25th From 1252 until 1752 in Britain, the legal new year began not on 1st January but 25th March, which is still known as Lady Day and a date when many rents still fall due as it forms one of the ‘quarter days’. Today: End of the tax year!
25th This day was also known as Latha na Caillich or Cailleach Day and a festival would be held to ‘drive out the winter hag’. Today: Light a fire outdoors and share a small feast of bread, cheese and wine in her honour.
Weather-lore: ‘As it rains in March, so it rains in June’.
25th Hilaria – a Roman festival of joy in honour of the goddess Cybele, mother of the gods, that ended a nine-day period of fasting when bread, pomegranates, quinces, pork, fish, and probably wine were prohibited. Only milk was permitted as a drink. The ancient festival was celebrated around the Vernal [Spring] Equinox in honour of the goddess, who had a long and extended historical journey from Anatolia to Rome, and then throughout the Roman Empire. Today: Perhaps this should be included in the current pagan calendar as the original ‘Mothering Sunday’ celebration.
27-28th Lent: The fair season opens with the medieval Chartered mid-Lent fairs at Stamford and Grantham [Lincs], both held in the streets of the town. Stamford’s fair was chartered by King John in 1205 although the feast of the fair is not recorded; Grantham’s fair was chartered by Richard III in 1484 to be held on Passion Sunday. A large number of these Charter Fairs have declined and those that remain are often no more than glorified fun-fairs. The annual County agricultural shows are more in line with the old medieval fairs since they offer trade stands, livestock shows and country crafts in abundance, and would provide stronger magical links than a commercial carnival atmosphere.
29th Sad Palm Sunday (1463) marks the day of the battle of Towton, the most fatal of all the battles in the Wars of the Roses when over 37,000 Englishmen were slain.

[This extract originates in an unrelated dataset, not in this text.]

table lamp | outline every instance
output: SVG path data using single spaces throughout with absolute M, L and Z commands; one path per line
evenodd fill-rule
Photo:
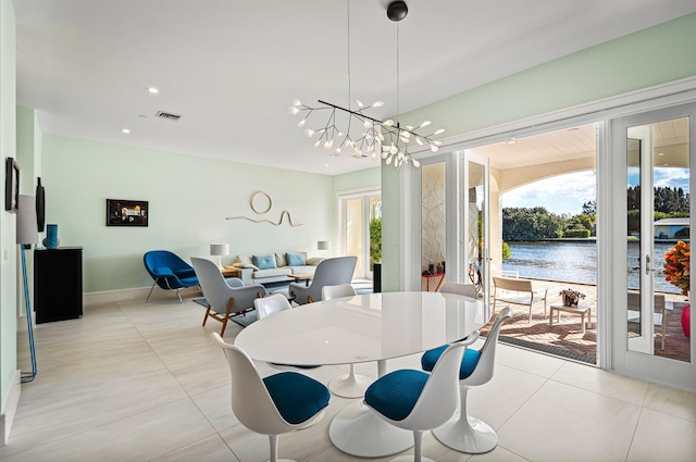
M 210 254 L 213 257 L 217 257 L 215 263 L 217 263 L 217 267 L 222 270 L 222 255 L 226 255 L 229 253 L 229 245 L 228 244 L 211 244 L 210 245 Z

Drayton’s poem Polyolbion refers: Today: Light a candle in memory.
Flowering Sunday: There is a pretty custom recorded by Thistleton Dyer in Folk-Lore of Shakespeare, observed in south Wales on Palm Sunday of spreading fresh flowers upon the graves of friends and relations.
One custom, perhaps, that will always retain its hold amongst us is the scattering of flowers on the graves, a practice that can be traced back to pre-Christian times and is frequently mentioned by Shakespeare in some of his most superb passages included in Cymbeline, Hamlet, Romeo and Juliet and Pericles. ‘Flowers, which soon droop and wither, are indeed sweet emblems of that brief life …’ remain an ever popular demonstration of public outpourings of grief.